Notizie preziose in merito giungono dal recentissimo lavoro ‘New autochthonous vines of Campania under evaluation for inclusion in productive sector’, opera di diversi studiosi (Caputo, Alba, Bergamini, Gasparro, Masi, Tarricone, Crupi, Roccotelli, Pepe, Del Lungo). Lo studio è stato presentato nell’ambito del quarantaduesimo World Congress of Vine&Wine svoltosi a Ginevra (Svizzera) lo scorso luglio.
Questo studio parte dalla convinzione che la Campania, nonostante la base ampelografica ampia e variegata, conosce poco del proprio patrimonio genetico viticolo. Nel corso degli ultimi tre anni, gli studiosi hanno puntato l’attenzione su di un’area che comprende l’estremo Cilento, le coste della Penisola Sorrentina e le campagne sannite di Castelvenere e Solopaca. Dalle colline attraversate dal Calore sono giunte le varietà: Cocozza, Agostina e Uva Urmo (a bacca bianca) e le due Vernacce (d’Arulo e di Vigna) e la Tentiglia (a bacca nera).
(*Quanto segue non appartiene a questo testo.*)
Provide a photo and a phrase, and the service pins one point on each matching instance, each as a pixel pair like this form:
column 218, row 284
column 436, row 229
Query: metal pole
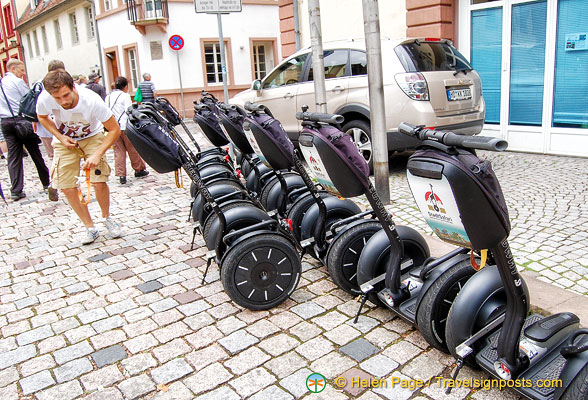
column 371, row 24
column 181, row 87
column 318, row 64
column 222, row 50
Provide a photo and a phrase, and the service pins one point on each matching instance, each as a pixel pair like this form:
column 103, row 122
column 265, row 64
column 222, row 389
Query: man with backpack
column 18, row 131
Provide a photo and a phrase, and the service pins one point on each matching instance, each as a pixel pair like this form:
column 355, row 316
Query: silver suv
column 426, row 82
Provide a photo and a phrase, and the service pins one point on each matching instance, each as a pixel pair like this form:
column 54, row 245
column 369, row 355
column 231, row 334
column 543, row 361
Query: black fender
column 293, row 181
column 375, row 252
column 236, row 218
column 336, row 208
column 481, row 300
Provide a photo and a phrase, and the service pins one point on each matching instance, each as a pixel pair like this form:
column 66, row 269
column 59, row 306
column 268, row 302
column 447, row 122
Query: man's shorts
column 67, row 162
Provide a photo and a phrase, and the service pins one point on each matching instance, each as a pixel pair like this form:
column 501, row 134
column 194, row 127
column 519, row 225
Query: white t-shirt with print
column 82, row 121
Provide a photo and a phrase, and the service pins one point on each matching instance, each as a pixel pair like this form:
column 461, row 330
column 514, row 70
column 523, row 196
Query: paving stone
column 208, row 378
column 72, row 352
column 135, row 387
column 359, row 349
column 36, row 382
column 109, row 355
column 72, row 369
column 149, row 287
column 103, row 377
column 37, row 364
column 66, row 391
column 238, row 341
column 17, row 355
column 34, row 335
column 171, row 371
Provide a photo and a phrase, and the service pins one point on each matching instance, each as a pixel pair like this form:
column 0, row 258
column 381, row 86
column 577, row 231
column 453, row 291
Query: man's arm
column 113, row 134
column 50, row 126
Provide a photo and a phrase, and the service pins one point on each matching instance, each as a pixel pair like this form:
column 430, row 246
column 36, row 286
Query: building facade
column 135, row 40
column 59, row 29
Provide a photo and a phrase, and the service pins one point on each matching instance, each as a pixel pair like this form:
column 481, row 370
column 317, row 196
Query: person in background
column 80, row 118
column 118, row 101
column 94, row 86
column 13, row 88
column 147, row 89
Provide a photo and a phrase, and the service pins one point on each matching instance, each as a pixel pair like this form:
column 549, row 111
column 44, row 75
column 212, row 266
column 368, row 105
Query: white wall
column 343, row 19
column 254, row 21
column 81, row 58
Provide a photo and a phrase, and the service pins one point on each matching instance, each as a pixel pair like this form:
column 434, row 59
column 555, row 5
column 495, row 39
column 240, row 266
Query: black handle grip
column 320, row 117
column 452, row 139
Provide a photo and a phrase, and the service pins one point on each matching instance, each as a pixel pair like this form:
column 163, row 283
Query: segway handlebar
column 453, row 139
column 320, row 117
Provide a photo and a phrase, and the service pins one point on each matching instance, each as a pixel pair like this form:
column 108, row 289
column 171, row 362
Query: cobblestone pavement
column 129, row 317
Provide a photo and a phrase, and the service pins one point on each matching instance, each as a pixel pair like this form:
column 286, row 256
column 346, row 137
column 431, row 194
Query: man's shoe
column 17, row 196
column 90, row 236
column 113, row 227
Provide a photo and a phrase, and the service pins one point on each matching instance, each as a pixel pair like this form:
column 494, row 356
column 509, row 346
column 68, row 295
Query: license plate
column 459, row 94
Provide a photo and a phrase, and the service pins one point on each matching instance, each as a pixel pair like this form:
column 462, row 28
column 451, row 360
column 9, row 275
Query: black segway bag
column 154, row 143
column 460, row 197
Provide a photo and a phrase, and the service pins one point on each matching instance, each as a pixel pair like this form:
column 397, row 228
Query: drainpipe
column 102, row 72
column 296, row 25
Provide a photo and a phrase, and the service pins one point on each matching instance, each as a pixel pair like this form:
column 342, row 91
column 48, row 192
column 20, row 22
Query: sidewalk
column 129, row 318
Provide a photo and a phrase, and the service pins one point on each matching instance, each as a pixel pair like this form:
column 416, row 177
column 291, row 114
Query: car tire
column 361, row 135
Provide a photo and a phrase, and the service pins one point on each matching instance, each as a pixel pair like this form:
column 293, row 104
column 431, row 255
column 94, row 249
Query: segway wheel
column 261, row 272
column 344, row 253
column 434, row 307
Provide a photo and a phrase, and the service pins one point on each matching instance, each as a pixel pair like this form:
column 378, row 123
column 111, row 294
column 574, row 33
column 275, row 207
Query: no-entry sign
column 176, row 42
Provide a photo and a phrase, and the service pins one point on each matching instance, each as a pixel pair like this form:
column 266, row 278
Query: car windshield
column 431, row 56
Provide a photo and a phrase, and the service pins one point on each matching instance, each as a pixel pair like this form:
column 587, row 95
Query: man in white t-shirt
column 79, row 118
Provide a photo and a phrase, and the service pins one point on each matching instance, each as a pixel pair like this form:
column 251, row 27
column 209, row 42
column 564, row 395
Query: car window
column 358, row 63
column 431, row 56
column 335, row 64
column 287, row 73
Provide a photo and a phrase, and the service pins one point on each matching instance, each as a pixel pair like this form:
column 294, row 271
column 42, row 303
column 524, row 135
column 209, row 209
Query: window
column 213, row 63
column 29, row 45
column 358, row 61
column 133, row 67
column 45, row 41
column 57, row 28
column 288, row 73
column 75, row 37
column 91, row 30
column 8, row 20
column 263, row 59
column 335, row 62
column 36, row 42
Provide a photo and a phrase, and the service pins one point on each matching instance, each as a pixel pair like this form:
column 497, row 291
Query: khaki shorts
column 66, row 162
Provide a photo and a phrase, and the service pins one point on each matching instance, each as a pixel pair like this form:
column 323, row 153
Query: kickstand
column 363, row 300
column 458, row 368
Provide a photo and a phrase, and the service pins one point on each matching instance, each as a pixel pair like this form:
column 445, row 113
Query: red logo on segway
column 435, row 203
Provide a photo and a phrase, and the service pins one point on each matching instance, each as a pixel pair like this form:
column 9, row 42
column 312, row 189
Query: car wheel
column 361, row 136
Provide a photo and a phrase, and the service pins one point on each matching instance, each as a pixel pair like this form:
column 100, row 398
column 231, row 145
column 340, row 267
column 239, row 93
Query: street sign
column 176, row 42
column 217, row 6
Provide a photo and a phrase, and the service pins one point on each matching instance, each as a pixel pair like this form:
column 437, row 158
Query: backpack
column 28, row 103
L’identificazione molecolare è stata effettuata mediante l’estrazione del DNA genomico utilizzando 9 diversi marcatori SSR (VVS2, VVMD5, VVMD7, VVMD27, VrZAG62, VrZAG79, VVMD25, VVMD28 e VVMD32), selezionati per la possibilità di essere confrontati con il database presente nel Registro Nazionale delle Varietà di Vite del Mipaaft e con i principali database di riferimento (il catalogo europeo ‘Vitis International Variety Catalogue’, quello nazionale www.vitisdb.it, oltre naturalmente al database interno del Crea-Ve di Turi).
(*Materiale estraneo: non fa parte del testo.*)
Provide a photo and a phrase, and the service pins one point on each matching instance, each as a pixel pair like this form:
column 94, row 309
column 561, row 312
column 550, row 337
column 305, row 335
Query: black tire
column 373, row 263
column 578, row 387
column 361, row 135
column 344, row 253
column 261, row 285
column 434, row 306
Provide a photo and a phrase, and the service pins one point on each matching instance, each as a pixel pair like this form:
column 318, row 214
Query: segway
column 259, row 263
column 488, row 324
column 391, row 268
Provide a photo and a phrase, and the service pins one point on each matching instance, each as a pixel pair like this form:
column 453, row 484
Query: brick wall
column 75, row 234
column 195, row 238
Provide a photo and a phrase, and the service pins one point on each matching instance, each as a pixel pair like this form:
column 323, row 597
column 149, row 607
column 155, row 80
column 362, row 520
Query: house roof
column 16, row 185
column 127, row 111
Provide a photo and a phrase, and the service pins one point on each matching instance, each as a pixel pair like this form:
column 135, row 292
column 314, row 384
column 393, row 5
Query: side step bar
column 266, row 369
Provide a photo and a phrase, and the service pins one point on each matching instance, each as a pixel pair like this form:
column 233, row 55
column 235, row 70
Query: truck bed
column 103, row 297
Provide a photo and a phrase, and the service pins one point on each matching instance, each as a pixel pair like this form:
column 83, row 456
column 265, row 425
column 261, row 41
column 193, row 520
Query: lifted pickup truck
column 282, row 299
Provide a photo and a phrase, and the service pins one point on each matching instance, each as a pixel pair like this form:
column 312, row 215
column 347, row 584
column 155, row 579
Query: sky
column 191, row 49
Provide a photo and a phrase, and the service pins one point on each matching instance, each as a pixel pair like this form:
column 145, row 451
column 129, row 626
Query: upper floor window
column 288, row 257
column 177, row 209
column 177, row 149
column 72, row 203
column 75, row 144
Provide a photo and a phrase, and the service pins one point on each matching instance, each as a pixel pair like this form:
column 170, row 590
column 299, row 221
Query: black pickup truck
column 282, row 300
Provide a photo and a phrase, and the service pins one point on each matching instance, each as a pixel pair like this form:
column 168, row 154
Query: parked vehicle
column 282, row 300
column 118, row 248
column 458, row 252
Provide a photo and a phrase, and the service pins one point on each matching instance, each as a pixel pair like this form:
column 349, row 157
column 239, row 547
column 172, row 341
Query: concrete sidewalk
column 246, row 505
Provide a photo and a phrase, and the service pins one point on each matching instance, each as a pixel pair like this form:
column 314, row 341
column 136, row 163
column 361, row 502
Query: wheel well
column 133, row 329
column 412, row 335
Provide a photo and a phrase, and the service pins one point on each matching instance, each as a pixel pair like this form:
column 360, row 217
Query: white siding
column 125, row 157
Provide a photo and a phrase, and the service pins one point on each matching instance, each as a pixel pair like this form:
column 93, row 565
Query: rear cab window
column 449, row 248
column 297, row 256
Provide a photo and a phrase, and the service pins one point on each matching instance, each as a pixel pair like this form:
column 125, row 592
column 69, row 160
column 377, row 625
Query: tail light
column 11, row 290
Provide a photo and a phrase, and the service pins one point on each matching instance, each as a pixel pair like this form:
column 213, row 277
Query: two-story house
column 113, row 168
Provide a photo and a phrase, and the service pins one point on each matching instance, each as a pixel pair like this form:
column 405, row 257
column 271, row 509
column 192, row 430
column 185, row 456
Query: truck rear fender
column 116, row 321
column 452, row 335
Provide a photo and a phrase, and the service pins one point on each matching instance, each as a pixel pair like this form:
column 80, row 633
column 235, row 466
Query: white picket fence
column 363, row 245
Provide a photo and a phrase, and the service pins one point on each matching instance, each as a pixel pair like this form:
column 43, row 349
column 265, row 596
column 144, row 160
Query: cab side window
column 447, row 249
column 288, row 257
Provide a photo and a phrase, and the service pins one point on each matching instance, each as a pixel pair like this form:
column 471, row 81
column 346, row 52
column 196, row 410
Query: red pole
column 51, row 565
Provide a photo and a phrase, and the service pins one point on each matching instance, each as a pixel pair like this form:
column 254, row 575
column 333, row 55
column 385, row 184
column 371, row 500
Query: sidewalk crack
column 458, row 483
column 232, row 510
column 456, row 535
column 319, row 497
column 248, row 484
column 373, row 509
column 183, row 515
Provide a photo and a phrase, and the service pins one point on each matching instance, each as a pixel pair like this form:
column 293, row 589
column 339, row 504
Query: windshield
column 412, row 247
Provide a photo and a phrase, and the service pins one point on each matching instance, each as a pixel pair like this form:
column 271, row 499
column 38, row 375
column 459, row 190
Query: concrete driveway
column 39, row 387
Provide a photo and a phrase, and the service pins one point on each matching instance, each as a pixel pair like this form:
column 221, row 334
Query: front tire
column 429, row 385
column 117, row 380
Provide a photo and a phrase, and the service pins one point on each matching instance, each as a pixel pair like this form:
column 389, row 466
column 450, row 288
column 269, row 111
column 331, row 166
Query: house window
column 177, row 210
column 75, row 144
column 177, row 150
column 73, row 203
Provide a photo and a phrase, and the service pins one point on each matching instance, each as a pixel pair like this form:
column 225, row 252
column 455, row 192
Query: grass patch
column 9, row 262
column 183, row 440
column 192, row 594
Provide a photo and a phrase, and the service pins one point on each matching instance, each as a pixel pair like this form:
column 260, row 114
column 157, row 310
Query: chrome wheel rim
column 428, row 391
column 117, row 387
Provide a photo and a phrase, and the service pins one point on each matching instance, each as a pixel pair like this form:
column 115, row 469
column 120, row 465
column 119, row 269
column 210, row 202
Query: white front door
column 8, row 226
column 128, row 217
“I profili molecolari delle varietà individuate, reinterpretati alla luce delle fonti storiche e del dato archeologico, testimoniano – si legge nello studio – una condivisione di patrimonio genetico che richiede un approfondimento. Rispetto alle apparenze non ci sono barriere culturali fra Golfo di Napoli ed entroterra sin dai tempi della colonizzazione magnogreca […] Costa ed entroterra sviluppano una propria biodiversità viticola beneficiando dei contatti e degli scambi reciproci di varietà. Ancora in pieno XVI secolo la Penisola Sorrentina costituisce con il Golfo di Napoli, il Vesuvio e il Beneventano un sistema di aree viticole fortemente vocate e in stretta relazione fra loro. […])”. Delineano il fenomeno la prossimità molecolare delle varietà indagate e le sinonimie introdotte ad uso commerciale (il Grecum vinum per la Cocozza, la Agostina e l’Uva Urmo […])”.
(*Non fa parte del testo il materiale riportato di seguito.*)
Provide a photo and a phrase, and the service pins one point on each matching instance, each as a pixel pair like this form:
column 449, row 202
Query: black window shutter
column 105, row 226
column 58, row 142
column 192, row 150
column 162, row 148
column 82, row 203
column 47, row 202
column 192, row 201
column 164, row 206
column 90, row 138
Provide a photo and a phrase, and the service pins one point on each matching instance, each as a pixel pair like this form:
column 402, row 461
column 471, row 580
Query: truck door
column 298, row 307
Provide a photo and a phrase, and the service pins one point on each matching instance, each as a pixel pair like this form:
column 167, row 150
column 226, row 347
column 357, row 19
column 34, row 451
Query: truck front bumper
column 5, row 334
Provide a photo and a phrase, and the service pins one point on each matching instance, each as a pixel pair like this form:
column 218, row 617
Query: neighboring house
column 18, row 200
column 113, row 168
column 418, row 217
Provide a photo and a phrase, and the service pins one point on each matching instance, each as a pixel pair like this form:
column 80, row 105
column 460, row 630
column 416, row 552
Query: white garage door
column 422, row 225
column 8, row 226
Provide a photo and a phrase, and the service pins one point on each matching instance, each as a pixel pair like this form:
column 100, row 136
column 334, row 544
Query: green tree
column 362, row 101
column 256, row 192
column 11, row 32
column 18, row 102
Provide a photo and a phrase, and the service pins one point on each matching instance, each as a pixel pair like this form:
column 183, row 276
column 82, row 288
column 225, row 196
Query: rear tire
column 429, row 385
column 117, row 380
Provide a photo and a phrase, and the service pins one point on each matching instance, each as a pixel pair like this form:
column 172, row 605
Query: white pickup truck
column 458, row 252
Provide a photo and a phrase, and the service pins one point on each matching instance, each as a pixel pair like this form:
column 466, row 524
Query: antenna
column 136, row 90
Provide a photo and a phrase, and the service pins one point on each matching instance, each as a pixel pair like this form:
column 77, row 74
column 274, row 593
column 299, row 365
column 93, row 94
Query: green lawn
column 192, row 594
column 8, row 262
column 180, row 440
Nella tabella (ripresa dal sito www.bio-conferences.org) sono riportati i profili molecolari unici dei nuovi vitigni autoctoni individuati con le denominazioni in vernacolo. I profili genetici sono rappresentati con caratteri descrittivi (marcatori SSR), espressi in valori pb (paia di basi) osservati nella coppia di alleli di ciascun microsatellite, indicati come distanze relative espresse in paia di basi dall’allele di riferimento di dimensione n.
Questi vitigni sono stati caratterizzati anche mediante descrittori ampelografici primari e secondari rilevati su germoglio giovane, foglia giovane e adulta, grappolo e acino, utilizzando la metodica della seconda Edizione del Codice dei caratteri descrittori dell’O.I.V. (Scheda ampelografica, 2001).